Petrol cars are equally competitive, with the 150kmh base petrol dispatching the 0-62 sprint in 6.6 seconds, while the 208kW Veloce drops that down to 5.7 seconds. Part of the reason the Alfa Romeo Giulia exhibits impressive acceleration numbers is that relative to the class and its size, kerb weight is surprisingly low. At 1429kg in 2.2-litre diesel spec, the Giulia is usefully lighter than most rivals; even the aluminium bodied Jaguar XE weighs 100kg more than the feather-weight Alfa.

The lack of a six-cylinder diesel option might be considered a limiting factor for those after a bit more punch, but for the performance minded buyer, the fantastic Quadrifoglio with its 375kW was enough to send us into a spin during eCoty. With more than enough performance chops to take on rivals like the M3 and C 63 AMG, the twin-turbo V6 model is a worthwhile addition to your sports sedan shopping list.

Engine and gearbox

Traditionally a strong point for Alfa Romeo, the Giulia has been launched with a range of five engine choices, including the Quadrifoglio super sedan’s twin-turbo V6. Standard Giulias get the option of a 2.0-litre turbo petrol engine and a 2.2-litre turbo diesel, each in two states of tune.

For private buyers and those less concerned with CO2 numbers, the entry 2.0-litre petrol Giulia produces 148kW, putting power through the rear wheels. The new all-alloy engine features MultiAir technology – hydraulically actuated variable valve timing – along with direct fuel injection and a twin-scroll turbocharger.

Peak torque of 330Nm is available from just 1750rpm and is deployed through an eight-speed torque-converter transmission.

For those wanting a bit more punch, Alfa offers a more powerful 200kW version of the same 2.0-litre engine, although it is only available in high spec Veloce trim.

The diesel options with 96kW and 134kW are split across 2 trim levels. The all-new JTDms are impressively frugal as we’ll get to in a moment, but crucially they feel different to other diesels, offering a more linear torque curve, encouraging a sportier driving style. The flip side of this is that despite the numbers, both engines lack the plateau of torque, which give rivals like the 320d that feeling of effortless shove.

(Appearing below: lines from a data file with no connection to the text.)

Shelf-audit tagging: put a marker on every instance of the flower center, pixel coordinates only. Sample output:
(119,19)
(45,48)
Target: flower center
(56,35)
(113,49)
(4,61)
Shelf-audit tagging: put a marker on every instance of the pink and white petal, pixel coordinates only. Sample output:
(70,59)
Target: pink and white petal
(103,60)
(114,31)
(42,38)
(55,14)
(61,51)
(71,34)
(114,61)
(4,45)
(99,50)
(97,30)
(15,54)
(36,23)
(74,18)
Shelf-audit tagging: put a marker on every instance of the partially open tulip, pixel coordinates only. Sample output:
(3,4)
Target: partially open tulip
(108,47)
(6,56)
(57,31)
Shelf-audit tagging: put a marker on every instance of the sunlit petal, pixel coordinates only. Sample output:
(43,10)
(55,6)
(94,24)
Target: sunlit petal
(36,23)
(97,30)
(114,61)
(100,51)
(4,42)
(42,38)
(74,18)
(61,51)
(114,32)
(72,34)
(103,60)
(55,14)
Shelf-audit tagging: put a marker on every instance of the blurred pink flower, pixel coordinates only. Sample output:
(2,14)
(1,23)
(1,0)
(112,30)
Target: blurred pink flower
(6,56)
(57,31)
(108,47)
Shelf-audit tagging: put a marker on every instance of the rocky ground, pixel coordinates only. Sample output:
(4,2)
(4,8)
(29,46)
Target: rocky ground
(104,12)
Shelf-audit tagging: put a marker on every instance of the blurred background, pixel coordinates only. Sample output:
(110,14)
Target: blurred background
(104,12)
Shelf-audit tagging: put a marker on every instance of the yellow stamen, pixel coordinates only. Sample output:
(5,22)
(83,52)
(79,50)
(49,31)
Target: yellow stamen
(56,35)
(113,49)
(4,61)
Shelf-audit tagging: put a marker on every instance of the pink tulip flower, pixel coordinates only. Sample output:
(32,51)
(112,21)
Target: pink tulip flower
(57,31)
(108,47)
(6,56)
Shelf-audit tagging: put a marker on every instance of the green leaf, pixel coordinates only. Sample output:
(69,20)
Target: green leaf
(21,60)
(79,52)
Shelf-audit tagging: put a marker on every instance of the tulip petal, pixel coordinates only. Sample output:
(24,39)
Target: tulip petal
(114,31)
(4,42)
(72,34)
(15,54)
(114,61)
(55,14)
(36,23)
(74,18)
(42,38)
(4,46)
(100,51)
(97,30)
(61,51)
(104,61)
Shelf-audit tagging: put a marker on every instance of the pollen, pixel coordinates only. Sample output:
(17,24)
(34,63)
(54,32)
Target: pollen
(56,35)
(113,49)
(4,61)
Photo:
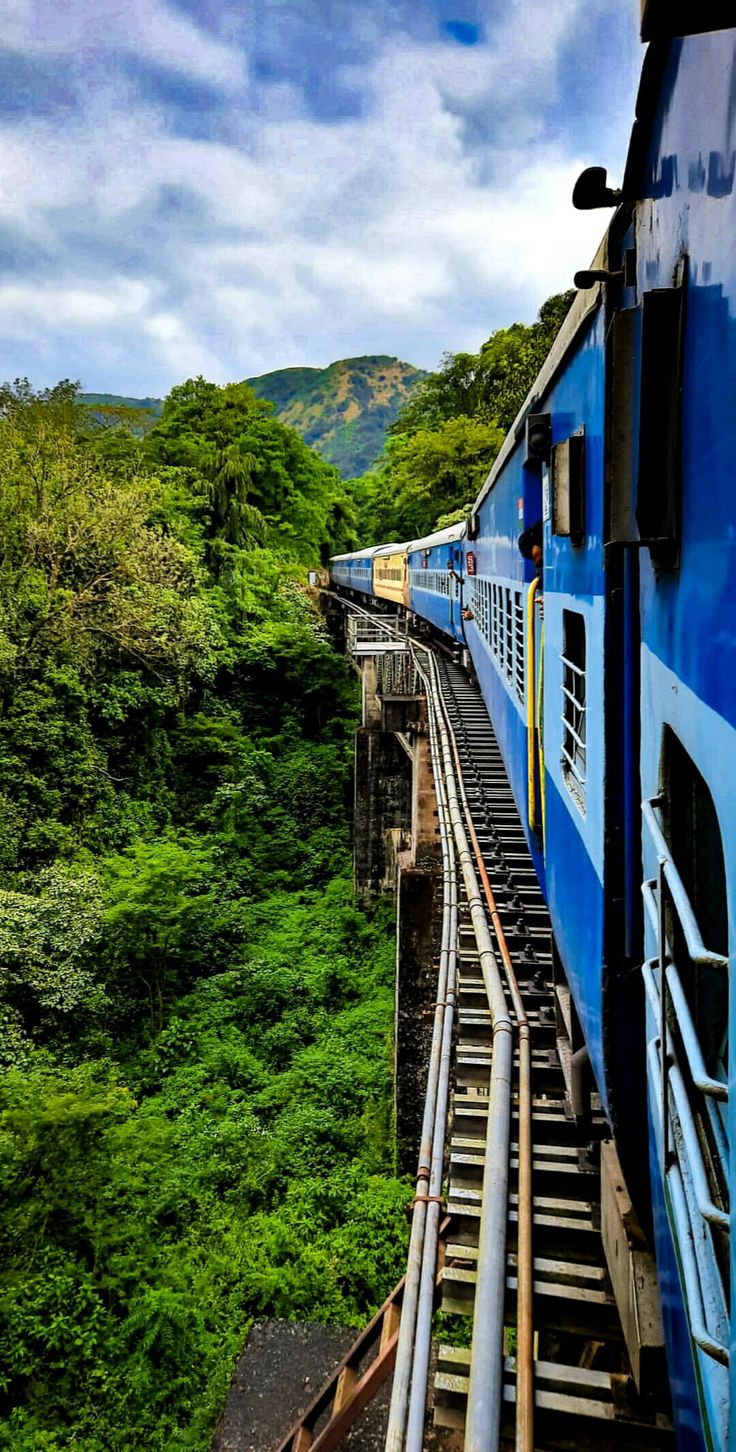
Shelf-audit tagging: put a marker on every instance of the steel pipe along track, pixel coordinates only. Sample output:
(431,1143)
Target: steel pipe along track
(523,1258)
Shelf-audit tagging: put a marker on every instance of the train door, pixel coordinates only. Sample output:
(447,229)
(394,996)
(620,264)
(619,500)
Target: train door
(685,976)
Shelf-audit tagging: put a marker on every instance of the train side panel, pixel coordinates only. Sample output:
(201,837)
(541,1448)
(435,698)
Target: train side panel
(436,581)
(568,845)
(389,574)
(685,241)
(353,571)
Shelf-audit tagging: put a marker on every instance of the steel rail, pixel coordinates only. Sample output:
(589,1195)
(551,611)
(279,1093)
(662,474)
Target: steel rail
(417,1406)
(485,1391)
(437,1091)
(524,1425)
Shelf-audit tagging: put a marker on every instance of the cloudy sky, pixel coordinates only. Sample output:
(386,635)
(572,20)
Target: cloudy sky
(231,186)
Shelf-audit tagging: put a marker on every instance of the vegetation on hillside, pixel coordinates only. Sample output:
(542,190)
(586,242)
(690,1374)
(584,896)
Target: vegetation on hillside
(446,437)
(341,411)
(196,1017)
(346,410)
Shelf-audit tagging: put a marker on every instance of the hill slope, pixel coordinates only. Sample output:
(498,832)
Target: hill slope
(150,405)
(343,411)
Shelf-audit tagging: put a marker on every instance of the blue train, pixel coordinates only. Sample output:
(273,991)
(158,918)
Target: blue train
(610,667)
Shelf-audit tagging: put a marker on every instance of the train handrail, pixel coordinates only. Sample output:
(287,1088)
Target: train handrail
(691,1275)
(701,1079)
(532,760)
(693,1207)
(684,908)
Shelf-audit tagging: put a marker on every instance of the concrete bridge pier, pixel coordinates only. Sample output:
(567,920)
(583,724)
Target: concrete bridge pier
(398,851)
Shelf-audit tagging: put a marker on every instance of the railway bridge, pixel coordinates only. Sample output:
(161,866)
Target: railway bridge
(521,1232)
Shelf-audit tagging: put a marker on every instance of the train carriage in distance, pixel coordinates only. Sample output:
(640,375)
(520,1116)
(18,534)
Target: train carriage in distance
(391,575)
(354,571)
(608,668)
(436,580)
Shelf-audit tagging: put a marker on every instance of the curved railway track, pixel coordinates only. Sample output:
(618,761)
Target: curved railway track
(505,1220)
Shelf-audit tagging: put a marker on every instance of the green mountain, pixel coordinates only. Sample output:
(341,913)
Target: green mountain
(341,411)
(150,405)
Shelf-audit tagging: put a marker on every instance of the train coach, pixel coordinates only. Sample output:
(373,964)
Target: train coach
(434,578)
(608,667)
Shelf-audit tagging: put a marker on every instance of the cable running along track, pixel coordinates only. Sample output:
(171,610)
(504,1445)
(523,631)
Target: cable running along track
(505,1218)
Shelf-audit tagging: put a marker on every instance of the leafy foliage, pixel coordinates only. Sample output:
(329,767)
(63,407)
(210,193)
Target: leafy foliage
(447,434)
(195,1094)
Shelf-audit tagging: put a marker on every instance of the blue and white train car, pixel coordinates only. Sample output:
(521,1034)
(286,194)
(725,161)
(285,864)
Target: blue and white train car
(537,643)
(674,357)
(436,580)
(354,571)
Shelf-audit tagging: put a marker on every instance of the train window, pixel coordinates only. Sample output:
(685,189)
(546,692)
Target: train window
(518,642)
(495,638)
(691,826)
(508,662)
(574,707)
(659,424)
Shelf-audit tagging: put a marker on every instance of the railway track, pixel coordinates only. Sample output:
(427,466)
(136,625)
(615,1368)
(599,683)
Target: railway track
(507,1214)
(584,1394)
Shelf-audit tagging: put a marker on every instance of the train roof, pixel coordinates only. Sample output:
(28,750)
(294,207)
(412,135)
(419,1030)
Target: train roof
(354,553)
(447,536)
(585,302)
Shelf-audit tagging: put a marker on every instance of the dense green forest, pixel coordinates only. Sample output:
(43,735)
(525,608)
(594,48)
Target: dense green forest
(195,1094)
(447,434)
(195,1014)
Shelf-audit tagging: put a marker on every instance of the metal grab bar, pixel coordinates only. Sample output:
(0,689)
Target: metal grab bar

The 8-speed ZF unit on offer is a good one, offering fast concise shifts that are immeasurably improved when summoned on the optional column mounted paddles.

Ride and Handling

On the move, the car is nicely refined and instantly likeable. The £1950 Performance Pack brings variable dampers, paddles behind the steering wheel for manual shifting, and a limited-slip differential. The damper modes are selected via the now-familiar Alfa DNA switch, which also affects other attributes such as the throttle and steering. In its regular setting the suspension gives a ride that’s firm but very well controlled, and there’s a sense that the taut shell is allowing it to get on with the job at hand.

With the optional 18-inch alloy wheels there’s an unyielding quality to the Alfa’s low-speed ride around town that a more generous tyre sidewall may mitigate, but it’s not something that anyone interested in a sports sedan would baulk at, and it’s more comfortable than a Jag XE.

What really gives the Giulia its own personality is its quick steering. It takes a period of acclimatisation, but it has a natural weight and feel and it’s not so extreme as to make the car feel nervous. You soon learn to make small, precise inputs, entirely in keeping with the inherent poise and fine balance of the chassis. It’s the sort of car that encourages a brisk, enthusiastic driving style almost everywhere.